Same reason I suggest my kids (early 20s) invest (pensions or longer term ISAs) broadly in 80-100% equities - I expect that to make most sense over a 10+ year timeline....but I bet if they met an IFA who formally assessed their risk profile, they might be moderately risk averse.Many IFAs will have time weighted portfolio allocations. So, you can sit within a risk band but have weightings based on timescale. Others that don't have time weightings explicitly will often move someone up the scale a notch with the justification of time invested. Risk profiles are not hard or cast in stone.
However, you should not underestimate the average UK consumer. They want maximum return with no risk. You get an awful lot of people who baulk the minute there is a 2% loss in value. Some you can discuss it with and help them understand. Some don't want to understand. Every single risk analysis should be personal and include their knowledge, understanding and behaviour as well tolerance and capacity for loss.

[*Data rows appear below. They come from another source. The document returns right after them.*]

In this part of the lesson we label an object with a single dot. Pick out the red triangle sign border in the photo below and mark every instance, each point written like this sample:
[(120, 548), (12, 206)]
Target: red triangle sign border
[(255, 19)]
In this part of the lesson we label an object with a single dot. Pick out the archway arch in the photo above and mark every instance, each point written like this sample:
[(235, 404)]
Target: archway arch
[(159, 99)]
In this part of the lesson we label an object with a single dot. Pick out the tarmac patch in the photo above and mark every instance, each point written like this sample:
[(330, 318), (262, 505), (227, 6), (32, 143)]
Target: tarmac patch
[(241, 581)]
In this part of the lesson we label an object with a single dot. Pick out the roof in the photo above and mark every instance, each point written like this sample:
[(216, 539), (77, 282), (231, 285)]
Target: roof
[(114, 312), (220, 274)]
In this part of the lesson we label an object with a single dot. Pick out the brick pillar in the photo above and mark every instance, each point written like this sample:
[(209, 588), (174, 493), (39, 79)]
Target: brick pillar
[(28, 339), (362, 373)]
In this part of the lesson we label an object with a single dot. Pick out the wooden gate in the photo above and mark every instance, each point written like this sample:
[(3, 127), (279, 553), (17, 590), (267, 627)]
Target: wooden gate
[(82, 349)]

However, you get some people that will make all the right noises say they can handle risk but the minute a risk event occurs, they panic. We have seen it on these forums. Often with those that have gone fashioning investing into high risk and warned about the risks they are taking. They say they can handle it but then the following month it has fallen 1% and they are back asking if they should take their money out.
The other issue is the amounts involved. A 30% on someone with a tiny value paying in monthly will usually go unnoticed. Someone with £500k, on the other hand, a 30% loss is very noticeable. Their value has just dropped by an amount that could by a house. Some people can handle a 30% loss when they have £10,000 but couldn't handle it when they have £100,000.

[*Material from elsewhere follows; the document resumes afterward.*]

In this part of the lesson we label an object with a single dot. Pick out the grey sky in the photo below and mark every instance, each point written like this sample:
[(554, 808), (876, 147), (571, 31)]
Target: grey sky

Just say "adjusting the holdings". Fluid weightings sounds a bit "Billy Bulls***" to me! Either you have static weighings that you rebalance to, or you adjust the holdings according to what you see in the market. Ideally, in the 12 months ahead, not behindI doubt I would be surprised at how many people stick with static though. I've seen all manner of ignorance across the planet, especially this year! Always remember that 50% of people are below average!
There is a lot of lack of knowledge in finance - no surprise, given we never teach it! That is an education thing.Sticking with static isn't necessarily a 'terrible' thing, I suspect.....but I do think people should examine their finances at least every year to see how they are set up.